Sometimes a font can make or break an advertisement, so here at Baby we love a good font. Artist Chris Labrooy clearly shares the same appreciation, and has executed some well-known fonts in a clever architectural way:
In the same collection, Labrooy paid homage to some legendary architects:
We love how Labrooy made these fonts come to life, offering a 3D image of them in an unprecedented way. We also like how he incorporated household objects into a place where they seemingly wouldn’t belong, but do not appear out of place in any way.
Our ad this week isn’t an image or video, but a humourous job posting for the Sarasota Herald-Tribune:
We do a mix of quick hit investigative work when events call for it and mini-projects that might run for a few days. But every year we like to put together a project way too ambitious for a paper our size because we dream that one day Walt Bogdanich will have to say: “I can’t believe the Sarasota Whatever-Tribune cost me my 20th Pulitzer.” As many of you already know, those kinds of projects can be hellish, soul-sucking, doubt-inducing affairs. But if you’re the type of sicko who likes holing up in a tiny, closed office with reporters of questionable hygiene to build databases from scratch by hand-entering thousands of pages of documents to take on powerful people and institutions that wish you were dead, all for the glorious reward of having readers pick up the paper and glance at your potential prize-winning epic as they flip their way to the Jumble… well, if that sounds like journalism Heaven, then you’re our kind of sicko.For those unaware of Florida’s reputation, it’s arguably the best news state in the country and not just because of the great public records laws.

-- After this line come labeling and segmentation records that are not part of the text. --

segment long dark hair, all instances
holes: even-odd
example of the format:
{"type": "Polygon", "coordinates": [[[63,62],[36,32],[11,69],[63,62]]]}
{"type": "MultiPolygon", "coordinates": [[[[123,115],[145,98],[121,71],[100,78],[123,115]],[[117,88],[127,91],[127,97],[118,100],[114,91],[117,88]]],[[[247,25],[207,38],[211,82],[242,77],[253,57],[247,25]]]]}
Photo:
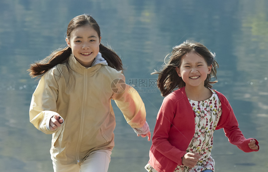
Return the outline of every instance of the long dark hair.
{"type": "MultiPolygon", "coordinates": [[[[67,29],[67,37],[70,37],[71,33],[74,30],[86,25],[91,26],[98,33],[99,38],[100,38],[100,29],[98,23],[91,16],[86,14],[78,16],[71,20],[67,29]]],[[[122,61],[114,51],[100,44],[99,52],[102,54],[102,57],[107,61],[108,66],[117,70],[123,70],[122,61]]],[[[57,64],[64,62],[66,63],[69,72],[68,60],[71,53],[72,49],[68,46],[54,51],[43,60],[31,65],[30,68],[27,70],[29,72],[30,76],[32,78],[36,76],[40,78],[57,64]]]]}
{"type": "Polygon", "coordinates": [[[186,40],[179,45],[173,47],[171,55],[168,55],[165,58],[169,58],[168,62],[164,65],[159,71],[155,71],[152,74],[158,74],[157,87],[161,93],[161,95],[165,96],[171,93],[175,88],[180,88],[185,86],[185,83],[181,77],[179,77],[176,71],[176,68],[180,67],[181,58],[185,54],[191,51],[194,51],[205,59],[208,66],[212,65],[211,72],[208,74],[205,81],[204,86],[211,88],[211,84],[217,82],[217,81],[210,81],[212,77],[217,79],[216,73],[218,64],[215,60],[215,55],[209,50],[205,46],[196,42],[186,40]]]}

We have all kinds of corruption, violence and scumbaggery. The 9/11 terrorists trained here. Bush read My Pet Goat here. Our elections are colossal clusterfucks. Our new governor once ran a health care company that got hit with a record fine because of rampant Medicare fraud. We have hurricanes, wildfires, tar balls, bedbugs, diseased citrus trees and an entire town overrun by giant roaches (only one of those things is made up). And we have Disney World and beaches, so bring the whole family.
We love the brutal honesty of the post especially in light of the dwindling newspaper market. We also appreciate its poking fun of infamous Floridian mishaps – what journalist would want to go anywhere else?